Dojo widgets already have their own classnames. Some of these get pretty 
specific, for example changing the left and right border images on a tab in a 
tab container. I don't think it is worth the time and effort to try to rename 
these classes or change the scheme around. So when we make a tabPane we can 
give a class "xapTabPane" but it will also have a bunch of dojo classes on it.

One annoying thing about this is that there is no unified stylesheet for the 
dojo stuff, to figure out what each class is you have to experiment and look at 
each individual template file for each widget.

It is also going to be difficult to do something like have a different color 
when you roll over a tab, but no harder than it is to do in dojo normally.

Messing with the Dojo toolkit widgets a lot is probably not something we want 
to do, especially given that .4 has come out and we will want to upgrade to 
that (and beyond) at some point.

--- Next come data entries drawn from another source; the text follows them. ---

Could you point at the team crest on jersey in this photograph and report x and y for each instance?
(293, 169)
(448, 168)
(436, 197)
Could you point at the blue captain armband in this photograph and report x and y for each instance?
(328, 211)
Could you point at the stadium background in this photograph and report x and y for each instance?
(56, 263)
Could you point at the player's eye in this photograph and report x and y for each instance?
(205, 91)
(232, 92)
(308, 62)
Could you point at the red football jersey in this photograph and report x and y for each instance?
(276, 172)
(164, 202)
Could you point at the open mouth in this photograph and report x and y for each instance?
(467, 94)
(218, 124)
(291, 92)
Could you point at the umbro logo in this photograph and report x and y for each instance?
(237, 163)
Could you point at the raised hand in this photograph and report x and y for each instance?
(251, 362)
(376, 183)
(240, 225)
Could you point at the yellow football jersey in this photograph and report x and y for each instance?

My personal opinion is that in the long run it 
would be better to simply not use the Dojo widgets. They don't play well with 
other components and have some issues in general. (Touchy about size, image 
based looks that are hard to customize, etc) The base classes and general 
strategy for creating widgets is excellent but the end-user widgets themselves 
are merely average. (Again my opinion)

 

So the bottom line is that the states along with the formula based names are 
working well for components that we have mostly implemented, but not so well 
for components derived heavily from dojo widgets including window, tabPane, 
splitPane and menu stuff.

 

One thing we may want to do is pull the dojo classes out of the individual 
template CSS files that are most useful to end users and stick them in our 
general stylesheet, along with some different defaults possibly.